Mitrephora fragrans
- Conservation status: Vulnerable (IUCN 3.1)

Scientific classification
- Kingdom: Plantae
- Clade: Embryophytes
- Clade: Tracheophytes
- Clade: Spermatophytes
- Clade: Angiosperms
- Clade: Magnoliids
- Order: Magnoliales
- Family: Annonaceae
- Genus: Mitrephora
- Species: M. fragrans
- Binomial name: Mitrephora fragrans Merr.

= Mitrephora fragrans =

- Genus: Mitrephora
- Species: fragrans
- Authority: Merr.
- Conservation status: VU

Species of flowering plant

Mitrephora fragrans is a species of plant in the family Annonaceae. It is native to Borneo and the Philippines. Elmer Drew Merrill, the American botanist who first formally described the species, named it after its large, fragrant (fragrans in Latin) flowers.

==Description==
It is a tree reaching 8 to 10 m in height.

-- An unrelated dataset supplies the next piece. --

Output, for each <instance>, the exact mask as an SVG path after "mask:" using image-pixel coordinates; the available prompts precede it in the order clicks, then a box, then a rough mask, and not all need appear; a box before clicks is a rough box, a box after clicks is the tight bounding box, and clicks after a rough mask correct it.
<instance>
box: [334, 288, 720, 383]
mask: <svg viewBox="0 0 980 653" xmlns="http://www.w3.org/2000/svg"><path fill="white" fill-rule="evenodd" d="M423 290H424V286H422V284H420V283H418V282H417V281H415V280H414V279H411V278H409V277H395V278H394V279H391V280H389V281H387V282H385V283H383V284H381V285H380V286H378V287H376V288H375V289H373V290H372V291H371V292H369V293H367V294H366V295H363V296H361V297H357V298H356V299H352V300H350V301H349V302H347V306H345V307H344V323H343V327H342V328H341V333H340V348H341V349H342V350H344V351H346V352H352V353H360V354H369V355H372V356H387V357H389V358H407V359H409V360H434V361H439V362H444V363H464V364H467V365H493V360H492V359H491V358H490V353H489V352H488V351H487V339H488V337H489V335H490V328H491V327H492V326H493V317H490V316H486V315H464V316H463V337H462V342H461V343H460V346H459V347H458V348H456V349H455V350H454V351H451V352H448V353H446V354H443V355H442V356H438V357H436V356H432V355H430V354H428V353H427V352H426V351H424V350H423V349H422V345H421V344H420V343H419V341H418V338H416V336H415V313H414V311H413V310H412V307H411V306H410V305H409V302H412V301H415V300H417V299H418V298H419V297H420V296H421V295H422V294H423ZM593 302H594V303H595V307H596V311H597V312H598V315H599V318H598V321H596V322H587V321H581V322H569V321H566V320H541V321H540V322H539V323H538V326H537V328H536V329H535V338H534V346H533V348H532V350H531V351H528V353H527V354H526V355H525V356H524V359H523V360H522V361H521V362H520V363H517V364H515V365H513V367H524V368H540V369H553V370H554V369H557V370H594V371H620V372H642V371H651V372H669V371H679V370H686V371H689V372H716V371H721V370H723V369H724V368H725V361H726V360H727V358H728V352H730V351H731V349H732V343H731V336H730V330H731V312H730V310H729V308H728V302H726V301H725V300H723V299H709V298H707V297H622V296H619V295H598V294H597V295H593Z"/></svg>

Its leathery leaves are 10-26 by 5-11 cm and have rounded or slightly pointed tips. Its fragrant flowers are solitary and yellow to orange. Its sepals are oval to oblong and 10–14 millimeters in length. Its mature outer petals are 5.5 by 4 centimeters, oblong and come to a point at their tip. The outside surface of the outer petals is hairy. Its inner petals have purple highlights, are 3 centimeters long and have an arched shape. The inside surface of the inner petals is hairy. It has numerous stamens that are 1.5 millimeters long. Its flowers have up to 10 carpels. Its carpels have 16–20 ovules.

===Reproductive biology===
The pollen of M. fragrans is shed as permanent tetrads.